Assuming it's a male - Winston


----------



## Wren (Jul 31, 2021)

Beautiful little cat, ‘Kitten’ is actually a nice name but I would call her ‘Whisper’


----------



## RadishRose (Jul 31, 2021)

Raina


----------



## Jeff_RN/Paramedic (Jul 31, 2021)

Cat................(I've never been good with names.) And I calls'em as I sees'em.


----------



## Murrmurr (Jul 31, 2021)

Dapper, if it's a male.
If it's a female, maybe Misty? Isis? Luna?


----------



## SmoothSeas (Jul 31, 2021)

What an absolutely precious baby  -  I think I'd name her Foggy


----------



## HoneyNut (Jul 31, 2021)

Ghost?  Mischief?


----------



## Pinky (Jul 31, 2021)

Boots or Socks


----------



## AprilSun (Jul 31, 2021)

Mittens.


----------



## Lee (Jul 31, 2021)

Pinky beat me to it....I was going for Boots


----------



## SeaBreeze (Jul 31, 2021)

Seems to be a female, I'll go with Willow.


----------



## Shalimar (Jul 31, 2021)

Ashley.  What a beautiful baby.


----------



## Wren (Jul 31, 2021)

.


----------



## jujube (Jul 31, 2021)

Shade


----------



## Tom 86 (Jul 31, 2021)

Boots,  because of the white paws fit both males & females.


----------



## feywon (Jul 31, 2021)

We usually take a day or three to settle on a name, we like to get a feel for who they are.


----------



## CAKCy (Jul 31, 2021)

Innocence...


----------



## Tish (Jul 31, 2021)

Whiskers come to mind.
It's so cute


----------



## Judycat (Jul 31, 2021)

Walter, Bentley, Tiger Stinky.


----------



## twinkles (Jul 31, 2021)

bubbles if its a girl----butch if its a boy


----------



## Phoenix (Jul 31, 2021)

Gift.


----------



## Chris P Bacon (Jul 31, 2021)

Lassie


----------



## OneEyedDiva (Jul 31, 2021)

debodun said:


> Assuming it's a male - Winston


OMG Deb! Before I saw your reply, I looked at that cat and thought "he or she looks kind of regal"...I'll say Winston!  Honest!

@twinkles I've always liked the nickname Bubbles.
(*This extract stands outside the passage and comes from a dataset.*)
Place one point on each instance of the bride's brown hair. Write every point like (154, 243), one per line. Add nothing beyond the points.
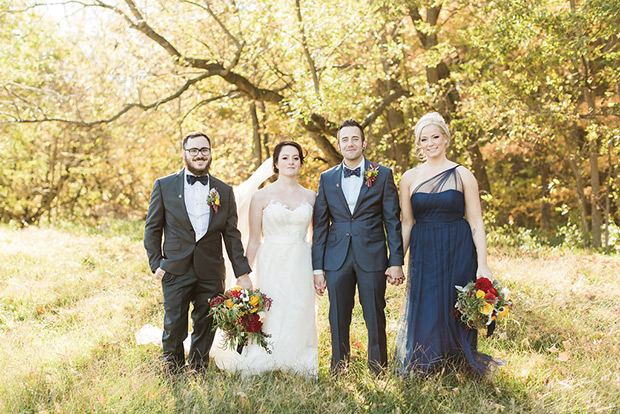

The big brother of my BFF when I was in school had a fun friend they called Bubbles.


----------



## drifter (Jul 31, 2021)

I likes Boots.


----------



## Kadee (Aug 1, 2021)

Beautiful little” girl “ ? Angel if it’s a she


----------



## Tommy (Aug 1, 2021)

Seyayte (pronounced see-aye'-tee).  Try saying it out loud.


----------



## SmoothSeas (Aug 1, 2021)

So, let us know when you decide...


----------



## Pinky (Aug 1, 2021)

Peanut


----------



## charry (Aug 1, 2021)

Treacle


----------



## Gary O' (Aug 1, 2021)

Pinky said:


> Boots or Socks


That's where I'd go

but

I'd make it *Danner*


----------



## Wren (Aug 1, 2021)

Shadow


----------



## Sliverfox (Aug 1, 2021)

Even tho  our pup has a name,, seems I'm calling him *buddy* more often.


----------



## Been There (Aug 1, 2021)

Trouble, Wilson, Beau, Bingo, I never had any animals, so I am at a loss for names.
My friend has a cat named Blue because of her blue eyes.


----------



## Knight (Aug 1, 2021)

Stray 

Named after the way she entered your life.


----------



## Pinky (Aug 1, 2021)

Hope


----------



## Sliverfox (Aug 6, 2021)

What name did you decide on?


----------